As a team, our gardeners, as I guess most gardeners up and down the country do, grit their teeth whenever they hear the word ‘gales’

Fallen Abies on Boxing Day 2013 A lot of our trees are quite old and very precious and it always causes us great pain and upset to lose one - like last year when we suffered the loss of a large Abies in the arboretum, plus some smaller and younger silver birches and conifers.

We got off lightly compared with RHS Garden Wisley who lost a good many trees over the Christmas/New Year period 2013–2014. So it is with a sigh of relief that the winds that hit us on Tuesday (21st) didn’t inflict any losses and we could all stop holding our collective breath.

Meanwhile over in the nursery between the glasshouse and the polytunnel, the footings are being dug out for a new standing out area. This will free up the existing standing out area, allowing us to build a new polytunnel to house our alpine collection stock.

A standing out area is where we house the new nursery stock on arrival if it's not tender. All hardy stock goes there to be monitored and nurtured until the appropriate planting windows occur. Visitors constantly ask us if there’s anything for us to do in the winter months: well, winter is one of our busiest times; cutting back herbaceous plants that have fallen over and gone slimy, tree pruning, planning and choosing next year's seeds to order, and so on. Tree planting takes place in the winter months too, and in our standing out area are a fine selection of acers, magnolias, camellias, bamboos and lovely dogwoods - all itching to be planted up. We will be starting our planting programme from November onwards.

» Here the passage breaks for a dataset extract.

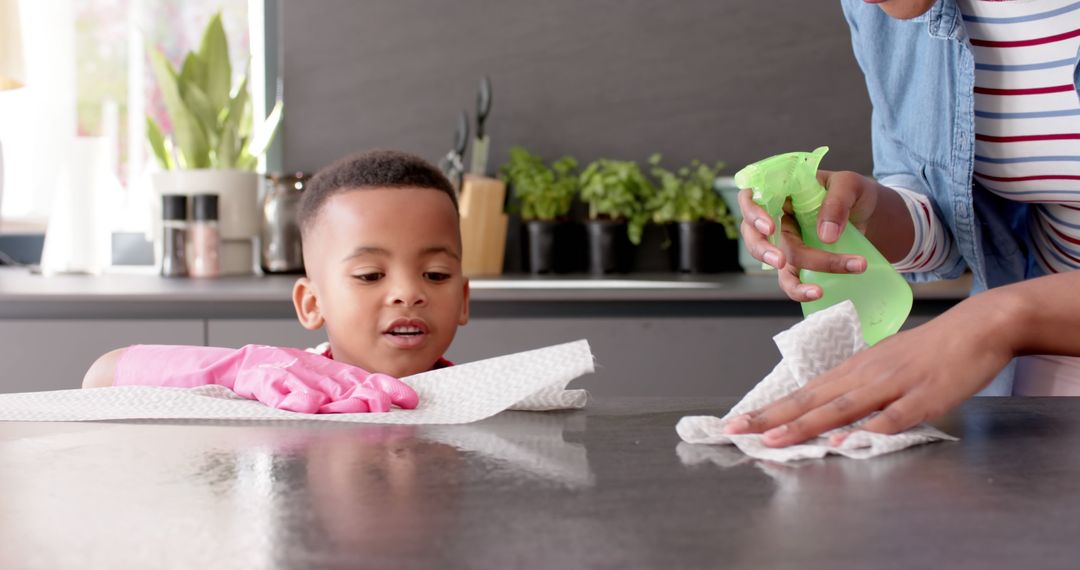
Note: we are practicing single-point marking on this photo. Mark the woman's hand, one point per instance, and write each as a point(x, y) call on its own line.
point(851, 198)
point(912, 377)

The offending stone!Back at the nursery site, the chap with the digger doing the footings called us over - he’d come across a large rock right in the middle of where he was trying to dig.

It was not only in the place he was excavating; but so large it was half underneath the path leading to the polytunnel; if he’d got that out he would have left a large cavity and damaged the path. James, my Team Leader leaned in and stared for a minute - “we need a pecker for that”.

He went onto explain that a 'pecker' is a large mechanical tool attachment that would break the stone up. More words to get to grips with I thought, as I added 'pecker' in my notebook of hard landscaping ‘terms I need to know’.